11/18/91 Stranger Misc.
(the first Stranger Misc. column)
The Misc. Statement of Purpose
Hi. My name’s Clark and I’m going to be your columnist today. Since 1986 I’ve been writing Misc., the monthly newsletter on popular culture in Seattle and beyond. I write a lot of little segments about a lot of different topics. I have a very individualistic sensibility, but I don’t try to be contrary for its own sake. I have certain underlying beliefs. Among these are the following:
1. The Pacific Northwest is not, nor has it ever been, Paradise. It’s a real place with real people and real problems. It did not suddenly come into existence when you moved here, nor even when the first white people moved here. I’m from here, so I have no illusions about the so-called “Northwest Lifestyle” that was invented in the mid-’70s.
2. Seattle is a major American city, damn it, and ought to start acting like one. We need people who are willing to make it a better city — people willing to work in the arts and community service. We don’t need any more people who just want to go to the mountains for the weekend or buy a million-dollar waterfront “cabin.”
3. I’m a leftist but I’m not a hippie. I want a better world, a more compassionate and just world. The only way to get to that is to build movements, to reach out to people, not to sit around and mourn the end of the ’60s or to treat everybody except yourself as a hopeless square.
4. Television and male sexuality are not automatically evil.

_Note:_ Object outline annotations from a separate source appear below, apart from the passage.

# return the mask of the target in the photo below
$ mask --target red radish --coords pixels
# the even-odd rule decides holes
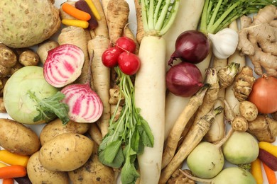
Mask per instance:
[[[135,54],[122,52],[118,59],[119,69],[126,75],[134,75],[141,67],[141,61]]]
[[[119,47],[113,47],[107,49],[102,56],[103,64],[109,68],[114,67],[117,64],[117,59],[121,52]]]
[[[122,36],[117,39],[115,42],[115,47],[119,47],[121,50],[121,52],[129,51],[134,53],[136,50],[136,45],[135,42],[131,38]]]
[[[103,113],[102,101],[90,87],[92,59],[93,56],[89,60],[89,76],[86,83],[70,84],[60,91],[65,96],[62,102],[68,105],[69,117],[75,122],[94,122]]]
[[[43,66],[44,78],[54,87],[63,87],[80,76],[84,62],[85,54],[80,47],[61,45],[48,52]]]

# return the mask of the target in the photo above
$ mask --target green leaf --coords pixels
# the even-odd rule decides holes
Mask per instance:
[[[28,91],[29,97],[36,103],[36,109],[39,114],[34,117],[33,121],[45,120],[46,122],[53,120],[56,116],[60,118],[63,125],[66,125],[69,121],[69,108],[66,103],[61,100],[65,98],[65,95],[60,91],[57,92],[54,96],[42,100],[36,96],[35,93]]]
[[[116,140],[107,144],[104,154],[104,159],[107,162],[112,163],[114,161],[119,148],[121,146],[121,140]]]
[[[120,147],[119,149],[118,150],[118,152],[112,162],[107,162],[105,160],[105,156],[104,156],[105,152],[106,152],[106,149],[103,151],[100,151],[98,153],[99,160],[102,164],[112,168],[120,168],[122,166],[125,159],[124,159],[124,156],[123,155],[123,150],[121,147]]]
[[[134,163],[130,163],[129,159],[126,159],[121,169],[121,182],[123,184],[135,183],[139,173],[136,171]]]

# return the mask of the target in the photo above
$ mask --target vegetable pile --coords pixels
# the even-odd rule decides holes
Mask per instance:
[[[275,1],[25,1],[0,15],[3,183],[276,183]]]

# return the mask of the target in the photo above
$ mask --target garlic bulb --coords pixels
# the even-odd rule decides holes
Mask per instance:
[[[239,34],[233,29],[224,28],[216,34],[208,34],[212,43],[212,52],[220,59],[227,59],[236,51]]]

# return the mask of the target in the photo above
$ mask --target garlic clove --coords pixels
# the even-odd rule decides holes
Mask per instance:
[[[212,44],[212,52],[220,59],[227,59],[237,50],[239,34],[234,30],[224,28],[216,34],[208,33]]]

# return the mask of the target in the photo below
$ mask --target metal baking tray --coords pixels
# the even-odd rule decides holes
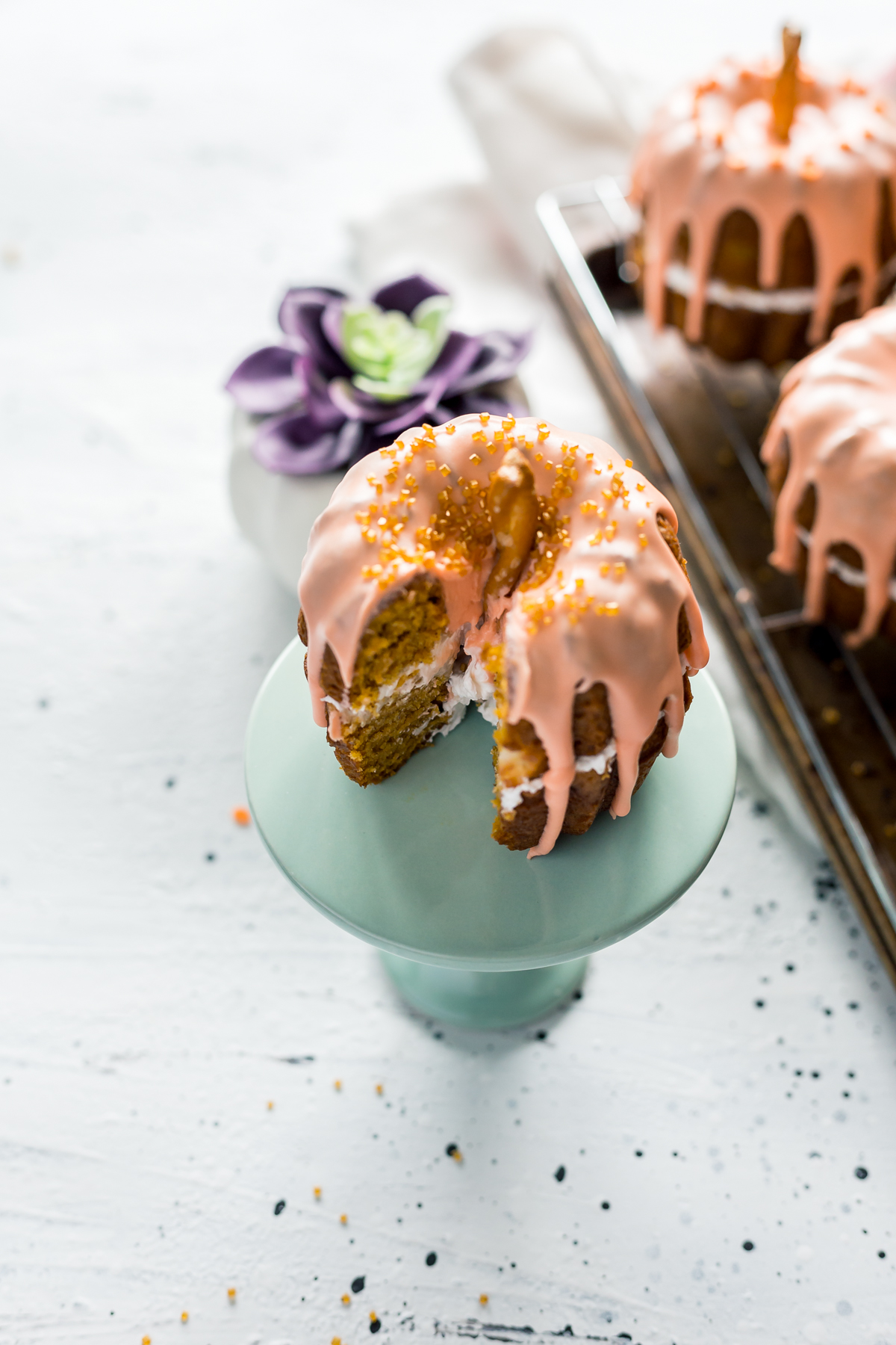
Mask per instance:
[[[759,443],[778,379],[654,332],[625,278],[635,219],[615,179],[545,192],[551,285],[631,457],[678,514],[700,601],[896,982],[896,647],[802,620],[774,570]]]

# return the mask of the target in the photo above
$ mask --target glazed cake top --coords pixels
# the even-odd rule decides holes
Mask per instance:
[[[535,480],[539,523],[520,582],[484,604],[494,565],[489,486],[509,449]],[[575,775],[572,702],[607,689],[619,787],[613,811],[629,811],[638,755],[665,706],[666,756],[684,718],[682,668],[708,659],[690,585],[664,541],[669,502],[591,436],[532,417],[461,416],[406,430],[356,463],[317,519],[298,594],[308,624],[314,718],[325,725],[320,683],[329,644],[345,686],[373,612],[415,574],[439,578],[449,629],[466,648],[504,644],[508,720],[528,720],[548,757],[548,822],[531,854],[552,849]],[[684,604],[692,643],[678,654]]]
[[[797,569],[799,506],[815,491],[809,538],[805,615],[825,615],[827,551],[848,542],[862,558],[865,608],[861,644],[877,629],[896,558],[896,307],[875,308],[837,328],[832,340],[790,370],[762,447],[767,467],[786,467],[775,507],[770,560]]]
[[[789,104],[783,112],[782,97]],[[635,156],[631,199],[645,213],[652,321],[660,327],[664,320],[666,268],[682,225],[690,242],[685,335],[696,342],[723,219],[744,210],[756,221],[759,285],[774,289],[785,231],[794,215],[803,215],[815,254],[815,286],[807,296],[807,335],[815,344],[850,268],[861,274],[860,312],[875,300],[880,182],[895,178],[896,124],[864,87],[818,78],[798,63],[795,50],[790,70],[787,62],[723,62],[708,79],[672,97]]]

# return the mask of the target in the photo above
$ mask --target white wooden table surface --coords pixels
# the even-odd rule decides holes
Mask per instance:
[[[371,1313],[896,1345],[896,997],[748,769],[695,889],[539,1033],[406,1011],[231,820],[296,604],[230,516],[223,378],[347,272],[349,218],[481,174],[443,87],[480,36],[568,23],[668,79],[768,46],[776,4],[731,15],[0,4],[4,1345],[359,1345]],[[810,22],[896,56],[892,7]],[[537,409],[600,424],[544,321]]]

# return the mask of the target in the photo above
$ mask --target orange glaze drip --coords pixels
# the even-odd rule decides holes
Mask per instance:
[[[879,274],[881,179],[896,186],[896,124],[857,85],[822,82],[798,67],[790,139],[775,132],[778,70],[724,62],[713,78],[681,89],[658,113],[635,155],[631,202],[645,217],[645,308],[664,321],[665,270],[681,225],[690,234],[685,336],[703,334],[705,288],[719,226],[746,210],[759,226],[759,285],[778,285],[783,235],[794,215],[815,249],[815,303],[809,340],[825,335],[844,273],[861,273],[860,311]]]
[[[361,635],[377,607],[415,574],[435,574],[445,590],[449,633],[458,644],[465,640],[470,648],[505,640],[508,720],[529,720],[548,757],[548,820],[529,855],[547,854],[563,826],[575,775],[576,693],[595,682],[607,687],[619,768],[613,812],[623,816],[641,746],[664,707],[669,732],[662,751],[666,756],[677,751],[684,718],[677,639],[682,603],[692,632],[684,663],[696,671],[709,651],[690,585],[657,526],[658,512],[677,526],[674,511],[609,444],[591,436],[576,440],[531,417],[509,428],[497,417],[484,425],[480,416],[461,416],[450,424],[451,433],[446,426],[429,434],[406,430],[402,449],[363,459],[345,473],[314,523],[298,584],[314,720],[326,724],[320,685],[325,647],[333,650],[348,686]],[[525,453],[539,496],[556,504],[560,541],[541,541],[553,553],[544,558],[544,572],[524,572],[512,597],[489,604],[488,620],[477,628],[494,557],[477,492],[485,492],[490,473],[513,445]],[[427,471],[427,461],[435,469]],[[408,473],[414,488],[399,503]],[[478,518],[480,546],[466,561],[450,537],[435,551],[423,550],[424,529],[443,507],[439,492],[447,488],[458,504],[463,491],[473,500],[467,523]],[[373,525],[364,522],[368,518]],[[394,521],[402,525],[398,534]],[[372,573],[375,566],[382,566],[379,574]]]
[[[822,350],[790,370],[762,460],[787,467],[775,507],[770,561],[793,573],[799,560],[797,512],[815,488],[805,616],[825,615],[827,551],[854,546],[865,568],[865,607],[850,646],[869,639],[889,601],[896,557],[896,308],[844,323]]]

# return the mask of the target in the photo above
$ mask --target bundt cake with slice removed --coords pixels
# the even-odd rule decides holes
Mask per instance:
[[[641,144],[631,261],[656,328],[721,359],[799,359],[896,281],[896,122],[876,94],[799,62],[723,62]]]
[[[846,643],[896,639],[896,307],[840,327],[794,364],[766,432],[770,561],[805,584],[807,621]]]
[[[669,502],[599,438],[462,416],[349,469],[298,584],[316,722],[376,784],[472,703],[493,837],[547,854],[629,812],[708,659]]]

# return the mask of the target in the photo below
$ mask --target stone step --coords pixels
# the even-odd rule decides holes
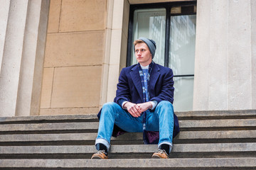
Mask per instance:
[[[225,120],[179,120],[181,130],[256,130],[256,118]],[[0,134],[5,133],[58,133],[95,132],[98,122],[53,123],[31,124],[1,124]]]
[[[150,158],[156,144],[112,145],[110,158]],[[0,159],[90,159],[94,145],[0,147]],[[256,143],[176,144],[170,157],[256,157]]]
[[[94,144],[97,133],[0,135],[0,145]],[[256,130],[181,131],[174,143],[253,142]],[[143,144],[142,132],[112,137],[113,144]]]
[[[19,168],[23,169],[19,169]],[[129,159],[3,159],[0,169],[255,169],[256,158]]]
[[[178,120],[247,119],[256,118],[256,110],[176,112]],[[95,114],[0,117],[0,124],[97,122]]]

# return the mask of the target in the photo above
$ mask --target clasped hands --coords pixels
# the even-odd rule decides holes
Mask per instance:
[[[138,118],[142,113],[146,111],[149,108],[152,108],[151,102],[146,102],[143,103],[133,103],[132,102],[127,102],[124,106],[124,108],[127,109],[127,111],[134,118]]]

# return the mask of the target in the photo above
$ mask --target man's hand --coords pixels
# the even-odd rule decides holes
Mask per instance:
[[[137,104],[137,106],[139,107],[140,110],[142,111],[142,113],[146,111],[149,108],[151,108],[152,106],[153,106],[152,104],[150,102],[146,102],[146,103],[139,103],[139,104]]]
[[[139,117],[143,112],[138,105],[131,102],[126,103],[123,107],[127,109],[127,111],[135,118]]]

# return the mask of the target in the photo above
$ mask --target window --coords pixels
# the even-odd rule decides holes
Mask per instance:
[[[127,66],[137,63],[132,42],[139,37],[156,43],[154,61],[174,74],[174,109],[191,110],[194,76],[196,2],[132,5]]]

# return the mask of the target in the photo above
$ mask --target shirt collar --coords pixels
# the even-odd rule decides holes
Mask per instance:
[[[142,66],[142,65],[141,65],[141,67],[142,67],[142,69],[148,69],[149,65],[147,65],[147,66]]]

5. Popular culture is a far more accurate portrayal of a society than highbrow culture. You won’t find the real character of England, for instance, on Masterpiece Theatre. You’ll find it in cucumber sandwiches, fish and chips wrapped in newspaper, and the horrid things they make out of the variety meats.
6. On the other hand, popular culture isn’t an exact replica of popular beliefs. The millions of women who buy sleazy crime books don’t necessarily want anything in the books to happen to them.
7. Our country’s totally screwed up in its attitudes about work, sex, democracy, and ethics. But so’s most every other country, in its own way.
8. Lame parody is the death of real humor. J. Webb’s Dragnet was a helluva lot funnier than D. Aykroyd’s.
9a. Hardcore fascist kitsch is not cute. I’m not a consumer of TV evangelists, wrestling, big-budget violence movies, or the Weekly World News, not even to laugh at them. I hate those things.
9b. When I say I hate something, it doesn’t mean I really like it. It means I really hate it.
10. George Bush is like those small-town lawyers on Scooby Doo after their ghost masks are taken off. The difference is those characters were businessmen pretending to be monsters. With George, the reverse is true.
11. I believe in the power of the written word, though I have a healthy respect for its limitations. I don’t believe in “serious literature,” nor in the lifestyle and belief system “serious” writers are expected to conform to. Writers are some of the most aesthetically reactionary folks around, so pathetically conservative about everything in life except politics. If only modern novels had one percent of the vitality found in the best modern music, dance, and visual art.
12. The only real way to make an artistic or political idea accessible to the general public is to present it in the most lively, compelling way possible;Â not to make it bland and soft.
13. The three-dot newspaper column is a dying American art form, one which Misc. tries to keep alive.
Here are some of the things you’ll see in Misc.: Junk food. Giant public art works crashing to the street. Local publications. Capsule comments on film, TV, politics, and other lesser arts. Quotable quotes. Celebrations of great new ad slogans and new products. Words and word usage that deliberately contradict academic standards. No sex gossip or spoofs.
Selections from Misc. begin in this space in the next issue.